FA24型ターボエンジンはピークで爆発力を売りにするタイプではない。アクセル操作への即応性と幅広い領域での豊かなトルク供給により、ドライバーとの一体感を追求している。
【IN CIRCUIT】プロトタイプ試乗会
WRX S4プロトタイプ試乗会@袖ヶ浦フォレストレースウェイ
ツウも納得! 走行ラインも
車体姿勢もコントローラブル
スリップアングルが深くなっても高いトラクションを維持しやすいのが4WDスポーツの長所だが、WRXのサーキット走行はそんなじゃじゃ馬馴らしではなく、もっと洗練されたもの。回頭を的確に抑えて弱アンダー領域を維持しやすく、若干イン側に切れた操舵角の4輪ドリフトに持ち込むのもそれほど難しくない。ラインと姿勢のコントロール性ではどの回転域でも太く制御しやすいトルクを発生するエンジンの効果も大きい。高性能に翻弄されることもなく、自分の求めるコーナリングを実現するためのツールを豊富に揃えているのが印象的。ツウ好みの走りとも言える。
【同じ2.4ℓターボでどう違う?】vs レヴォーグ STIスポーツR
レヴォーグ STIスポーツR
STIスポーツR同士なら
大きな違いは感じられない
サーキット試乗で乗り比べた時に、基本特性はほぼ同じながら、身のこなしはレヴォーグが若干緩く感じられた。ワゴンボディのためと早合点しそうだが、サスチューン自体がWRXのほうが硬めとのこと。公道試乗でもWRXのほうが乗り味が硬めかと思ったが、実際はそう目立った違いは感じられなかった。この辺りは電子制御ダンパーの効果が大きいのかもしれない。標準サス仕様で乗り比べればはっきりとした差が出るかもしれないが、STIスポーツR同士ならば、走り云々よりボディ違いの好みや実用性で選び分ければいい。どちらも一級のスポーツ&ツアラーなのだ。
エクステリア
'17年の東京モーターショーで注目を集めた「VIZIV PERFORMANCE CONCEPT」を忠実に再現。“Aggressive”をテーマに、ハイパフォーマンスカーらしい迫力を持たせている。

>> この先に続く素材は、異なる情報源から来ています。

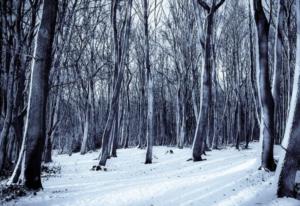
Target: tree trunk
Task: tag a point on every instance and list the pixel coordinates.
(265, 95)
(34, 134)
(289, 163)
(150, 98)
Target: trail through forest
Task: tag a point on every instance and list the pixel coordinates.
(228, 177)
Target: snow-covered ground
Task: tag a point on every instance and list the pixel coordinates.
(227, 178)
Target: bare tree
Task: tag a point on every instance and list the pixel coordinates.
(34, 136)
(206, 81)
(264, 87)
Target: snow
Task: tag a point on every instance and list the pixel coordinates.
(227, 178)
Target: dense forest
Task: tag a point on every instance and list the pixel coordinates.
(110, 76)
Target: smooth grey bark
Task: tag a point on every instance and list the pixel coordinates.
(264, 87)
(206, 83)
(150, 98)
(119, 67)
(278, 63)
(34, 135)
(289, 161)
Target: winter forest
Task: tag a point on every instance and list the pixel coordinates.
(150, 102)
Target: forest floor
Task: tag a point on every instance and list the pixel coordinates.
(227, 178)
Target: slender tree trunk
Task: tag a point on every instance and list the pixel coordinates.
(278, 60)
(264, 86)
(34, 134)
(150, 98)
(289, 163)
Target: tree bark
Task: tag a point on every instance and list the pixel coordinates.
(34, 135)
(289, 161)
(264, 87)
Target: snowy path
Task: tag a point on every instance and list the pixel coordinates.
(227, 178)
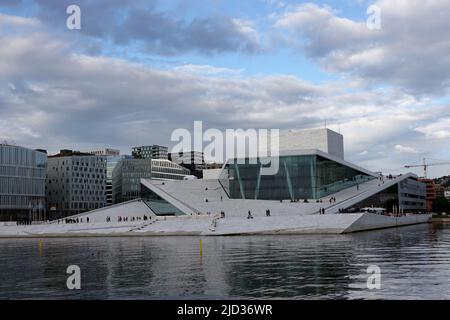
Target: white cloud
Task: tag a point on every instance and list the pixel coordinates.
(408, 52)
(405, 149)
(439, 129)
(51, 98)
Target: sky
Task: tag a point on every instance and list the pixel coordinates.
(137, 70)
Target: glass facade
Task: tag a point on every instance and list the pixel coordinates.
(75, 183)
(22, 183)
(158, 205)
(111, 162)
(298, 177)
(127, 175)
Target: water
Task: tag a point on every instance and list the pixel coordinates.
(414, 261)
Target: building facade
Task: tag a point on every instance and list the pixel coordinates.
(304, 175)
(111, 163)
(105, 152)
(22, 183)
(76, 182)
(127, 175)
(322, 139)
(150, 152)
(194, 161)
(430, 193)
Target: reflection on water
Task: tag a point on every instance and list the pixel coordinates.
(415, 263)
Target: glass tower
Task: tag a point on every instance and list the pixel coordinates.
(22, 183)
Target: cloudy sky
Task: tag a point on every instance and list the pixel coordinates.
(137, 70)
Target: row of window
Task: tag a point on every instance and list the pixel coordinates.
(10, 185)
(21, 201)
(19, 156)
(8, 170)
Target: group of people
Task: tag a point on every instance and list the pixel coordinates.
(23, 222)
(126, 219)
(250, 216)
(74, 220)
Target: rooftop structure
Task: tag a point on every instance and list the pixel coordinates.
(150, 152)
(105, 152)
(325, 140)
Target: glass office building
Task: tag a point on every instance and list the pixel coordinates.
(22, 183)
(111, 162)
(309, 176)
(127, 175)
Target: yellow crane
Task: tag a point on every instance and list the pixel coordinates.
(426, 164)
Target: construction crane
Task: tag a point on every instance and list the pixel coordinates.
(425, 166)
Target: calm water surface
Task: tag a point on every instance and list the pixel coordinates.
(415, 263)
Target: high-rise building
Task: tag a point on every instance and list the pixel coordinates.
(128, 173)
(430, 193)
(22, 183)
(76, 182)
(111, 162)
(105, 152)
(150, 152)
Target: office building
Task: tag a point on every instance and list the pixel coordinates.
(105, 152)
(76, 182)
(22, 183)
(192, 160)
(127, 175)
(150, 152)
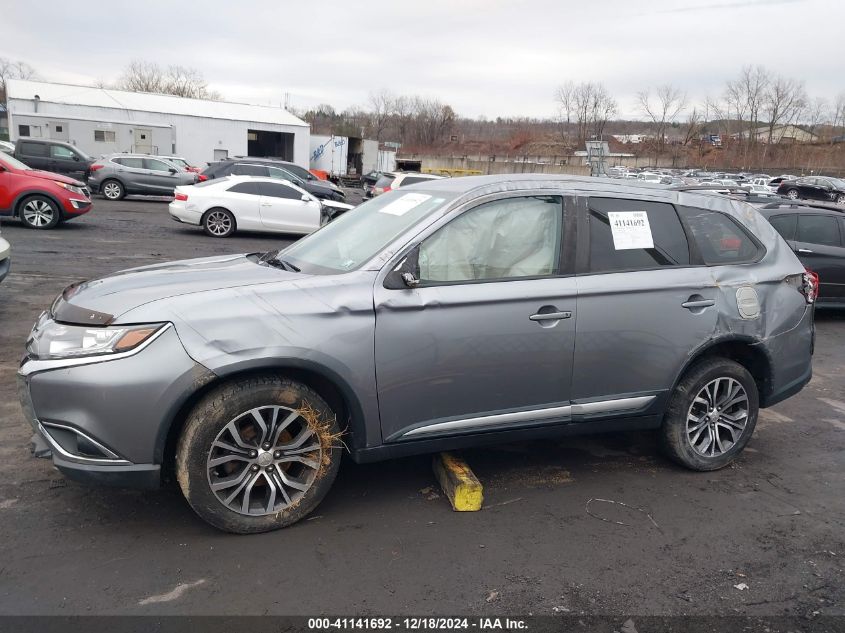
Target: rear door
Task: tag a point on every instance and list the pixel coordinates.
(283, 209)
(820, 247)
(644, 304)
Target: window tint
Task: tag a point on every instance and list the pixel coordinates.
(157, 165)
(57, 151)
(278, 190)
(670, 246)
(720, 238)
(818, 229)
(34, 149)
(504, 239)
(252, 188)
(248, 170)
(785, 225)
(134, 163)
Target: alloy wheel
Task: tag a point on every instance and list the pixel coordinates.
(717, 417)
(219, 223)
(264, 461)
(38, 213)
(111, 190)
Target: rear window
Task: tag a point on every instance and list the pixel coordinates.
(384, 182)
(720, 238)
(609, 253)
(33, 149)
(819, 229)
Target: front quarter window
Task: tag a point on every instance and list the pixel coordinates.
(362, 233)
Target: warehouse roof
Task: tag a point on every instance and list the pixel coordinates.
(147, 102)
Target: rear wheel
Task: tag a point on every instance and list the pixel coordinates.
(219, 222)
(112, 190)
(711, 415)
(258, 454)
(39, 212)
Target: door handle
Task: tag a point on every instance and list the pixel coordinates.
(698, 303)
(550, 316)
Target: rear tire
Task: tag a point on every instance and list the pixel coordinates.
(219, 222)
(112, 190)
(258, 454)
(711, 415)
(39, 212)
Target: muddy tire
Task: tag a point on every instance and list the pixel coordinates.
(711, 415)
(258, 454)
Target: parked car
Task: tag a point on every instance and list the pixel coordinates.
(116, 175)
(391, 180)
(322, 189)
(5, 258)
(40, 199)
(817, 236)
(814, 188)
(181, 162)
(53, 156)
(435, 317)
(225, 205)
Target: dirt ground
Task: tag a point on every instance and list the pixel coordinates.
(763, 537)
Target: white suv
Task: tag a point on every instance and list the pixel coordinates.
(391, 180)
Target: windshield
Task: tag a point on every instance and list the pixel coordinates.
(362, 233)
(14, 163)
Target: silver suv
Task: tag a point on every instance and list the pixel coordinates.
(448, 314)
(117, 175)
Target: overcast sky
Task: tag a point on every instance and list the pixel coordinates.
(483, 57)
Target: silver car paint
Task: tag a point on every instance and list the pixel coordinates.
(431, 351)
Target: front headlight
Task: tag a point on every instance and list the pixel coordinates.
(71, 188)
(56, 340)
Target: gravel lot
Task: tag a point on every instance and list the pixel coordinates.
(382, 543)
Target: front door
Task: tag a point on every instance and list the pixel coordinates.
(143, 141)
(485, 341)
(642, 307)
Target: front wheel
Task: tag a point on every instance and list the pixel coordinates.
(39, 212)
(258, 454)
(711, 415)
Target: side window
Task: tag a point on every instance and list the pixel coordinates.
(818, 229)
(252, 188)
(156, 165)
(504, 239)
(720, 238)
(133, 163)
(33, 149)
(616, 229)
(785, 225)
(248, 170)
(277, 190)
(58, 151)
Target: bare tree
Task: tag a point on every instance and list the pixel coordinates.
(13, 70)
(144, 76)
(662, 108)
(382, 107)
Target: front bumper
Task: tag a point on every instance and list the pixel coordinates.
(106, 419)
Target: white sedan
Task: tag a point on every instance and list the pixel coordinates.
(224, 205)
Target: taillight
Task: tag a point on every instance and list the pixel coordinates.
(810, 287)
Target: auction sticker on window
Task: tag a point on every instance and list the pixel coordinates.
(630, 230)
(405, 203)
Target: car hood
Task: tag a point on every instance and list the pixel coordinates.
(101, 301)
(49, 175)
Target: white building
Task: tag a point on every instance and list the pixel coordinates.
(102, 121)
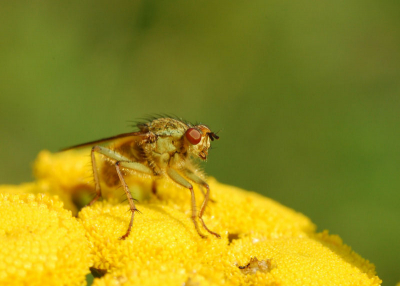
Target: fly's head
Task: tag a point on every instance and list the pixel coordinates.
(198, 141)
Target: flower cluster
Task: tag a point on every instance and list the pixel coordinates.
(262, 242)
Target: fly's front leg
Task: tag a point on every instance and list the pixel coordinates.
(123, 162)
(174, 175)
(192, 176)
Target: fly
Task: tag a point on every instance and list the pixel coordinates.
(161, 147)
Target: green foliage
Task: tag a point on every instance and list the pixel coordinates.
(306, 94)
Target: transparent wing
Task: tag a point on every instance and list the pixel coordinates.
(92, 143)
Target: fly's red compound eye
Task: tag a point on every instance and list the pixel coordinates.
(193, 135)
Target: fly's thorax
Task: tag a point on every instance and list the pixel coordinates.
(168, 127)
(167, 144)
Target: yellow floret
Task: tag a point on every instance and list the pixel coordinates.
(164, 247)
(262, 242)
(40, 242)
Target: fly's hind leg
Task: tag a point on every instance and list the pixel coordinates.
(123, 162)
(95, 176)
(192, 176)
(174, 175)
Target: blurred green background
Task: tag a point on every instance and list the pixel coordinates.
(307, 94)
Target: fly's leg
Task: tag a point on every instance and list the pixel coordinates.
(204, 194)
(174, 175)
(95, 176)
(192, 176)
(123, 162)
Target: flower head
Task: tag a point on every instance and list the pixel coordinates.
(40, 242)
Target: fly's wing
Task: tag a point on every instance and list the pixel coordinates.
(92, 143)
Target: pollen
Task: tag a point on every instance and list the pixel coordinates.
(262, 242)
(41, 243)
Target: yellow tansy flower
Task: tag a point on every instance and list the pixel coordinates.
(164, 248)
(40, 242)
(262, 243)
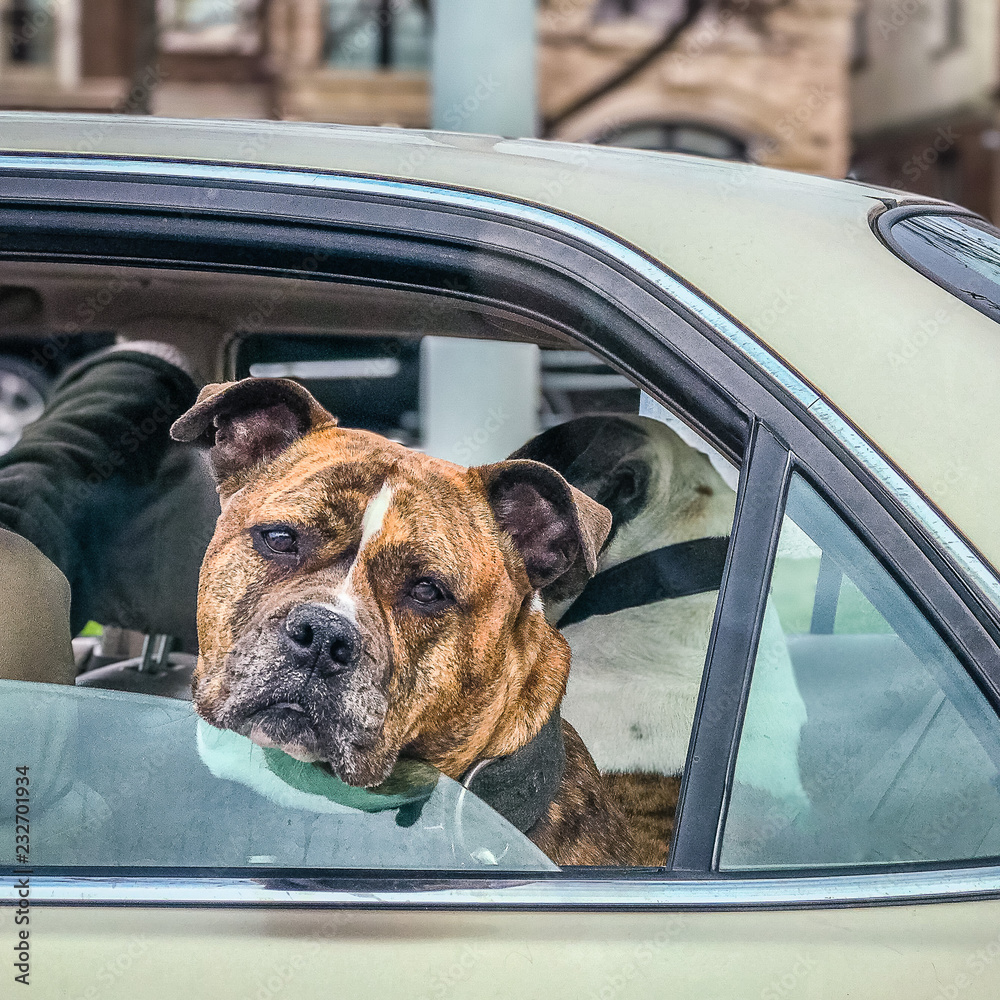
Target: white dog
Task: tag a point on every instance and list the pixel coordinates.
(638, 657)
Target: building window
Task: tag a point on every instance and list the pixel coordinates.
(230, 26)
(947, 27)
(388, 34)
(662, 13)
(678, 137)
(29, 33)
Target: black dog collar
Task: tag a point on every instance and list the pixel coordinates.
(679, 570)
(521, 785)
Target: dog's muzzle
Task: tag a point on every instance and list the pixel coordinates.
(314, 637)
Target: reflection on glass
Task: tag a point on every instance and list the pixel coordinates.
(29, 32)
(899, 752)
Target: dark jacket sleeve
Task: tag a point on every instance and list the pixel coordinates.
(80, 471)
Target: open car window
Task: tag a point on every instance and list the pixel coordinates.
(124, 773)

ホイールはGT系がガンメタ、STI系は切削光輝。245/40R18の専用タイヤを履く。
インテリア
インテリアも当然スポーツ志向。EXの大型センターディスプレイに象徴される先進感と相まって、ドライバーの気持ちを高めてくれる。ホイールベース拡大により居住性も向上。
EXは11.6インチのセンターディスプレイを標準装着。他のグレードはセットOPだ。
メカニズム&装備
●スバルパフォーマンストランスミッション
VTD(可変トルク配分)センターデフを継承しつつ、シフトダウンを50%、シフトアップを30%高速化。8速固定ギヤ制御やオートブリッピング制御を備え、耐久性も向上した。
ボディフォルムに加え、各部の空力処理を徹底。樹脂外装パーツの表面には空気の剥離を抑制するハニカム状のパターンを施す。
●SGP+フルインナーフレーム
パネルや構造用接着剤を適所に使用し、SGPの強固な骨格の剛性をさらに高めている。
●フロントサスペンション
●リヤサスペンション
●電子制御ダンパー
4輪独立懸架のサスはロングストローク化され、SGPの効果もあって乗り心地や静粛性が向上。STI系はZF製の電子制御ダンパーを採用、好みに応じてキャラ変が可能だ。
●シンメトリカルAWD
重量バランスに優れる4WDシステムは、ボクサーエンジンと並ぶスバル車の技術的支柱だ。
●アイサイトX
高速道路などでの渋滞時ハンズオフが可能なアイサイトXは「EX」にのみ搭載される。